36Kr first asked Manus to complete the most basic news follow-up work. This includes several abilities: daily news monitoring - to see if it can screen reliable information sources, then conduct an importance analysis and judgment, and find relevant materials for supplementation and follow-up.
Source: Manus
Manus started to learn from examples, search for relevant news, etc. But when accessing Reuters, it was blocked by a captcha and asked humans to take over. After 36Kr took over, it was found that Manus had been identified as a machine and blocked.
Source: Manus
Manus spent about 9 minutes to complete this task and output 5 AI news items that are most worthy of attention. The news sources are all reliable and authoritative. Finally, Manus chose to write a news item about itself... Haha.
Manus writes a news item about itself
Manus' news text output can be rated at about 70 points. The text is fluent and covers all the main information points. But different from the reference template, the current text is softer and has a stronger AI flavor.
But after we put forward some suggestions for modification, the second version was much better.
Basically, it can be published directly after minor adjustments
Taking it up a notch, we also input a prompt into Manus and asked it to generate a long article using 36Kr's in - depth reporting column "Shen Ke" as an example:
This week, the robot company Zhiyuan, founded by "Zhi Hui Jun" (real name Peng Zhihui), announced that it will launch new products. Please search for the historical process of Peng Zhihui and Zhiyuan Robot, and write an article in 36Kr's style. The theme is to look back on the history of Zhiyuan Robot and reflect on the growth of this company and its significance in the technology industry. The length should be about 5,000 words. You can refer to the style of the in - depth reporting column "Shen Ke".

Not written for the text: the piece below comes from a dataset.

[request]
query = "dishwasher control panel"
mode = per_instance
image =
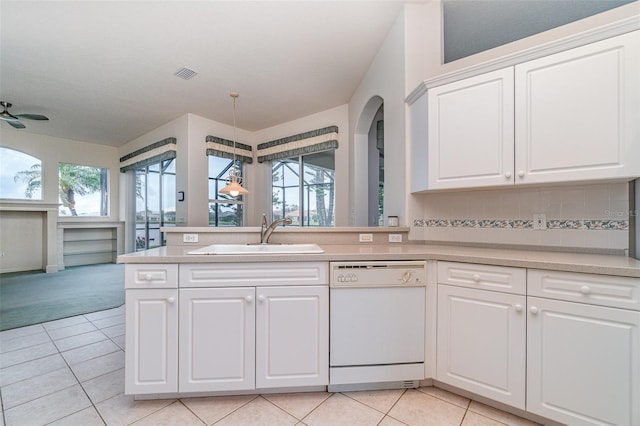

Please note that the sentences should be easy to understand for ordinary people and avoid piling up professional terms.
Manus automatically collected materials. During the writing stage, it wrote in segments and then combined them, successfully completing the long - article writing. The output result is as follows:
Writing an in - depth long article about Zhiyuan Robot
In the output article, Manus' performance in in - depth writing was average. It was more like a data - type compilation. But the word - choice and sentence - construction were qualified, although the style was still more like a soft - article. Manus still needs to improve its taste in high - quality content.
Data Analysis and Visualization
Research - type tasks are also Manus' strength.
In nature, Manus adopts a multi - agent architecture. Simply put, it can break down complex tasks into subtasks (such as data cleaning, feature engineering, model training) and process them in parallel through different agents, significantly improving the efficiency of data analysis.
However, if the consistency is not well - managed, the local decisions of multi - agents may lead to relatively serious deviations in the overall results.
36Kr asked both Manus and Deep Research under OpenAI to create a "table showing the API price trends of large - model APIs over the past two years".
Deep Research under OpenAI is a single - agent, end - to - end training model - only one centralized agent is responsible for all tasks, and decision - making and execution are centralized. But the advantage is that the module integration is high, it is easy to manage, and the output quality is relatively guaranteed.
Source: Manus
Manus took a relatively long time, about three hours, to generate an interactive web page. The interactivity and table style were quite good. However, there was still a gap in data accuracy compared with Deep Research, which specializes in research, but it wasn't a big problem.
Source: Deep Research
Deep Research can't output charts for now, but in terms of the quality of the output content, Manus can't catch up with it at present.
Creative Tasks: Can Do, but the Aesthetic Sense is Questionable
We also gave Manus some more challenging tasks.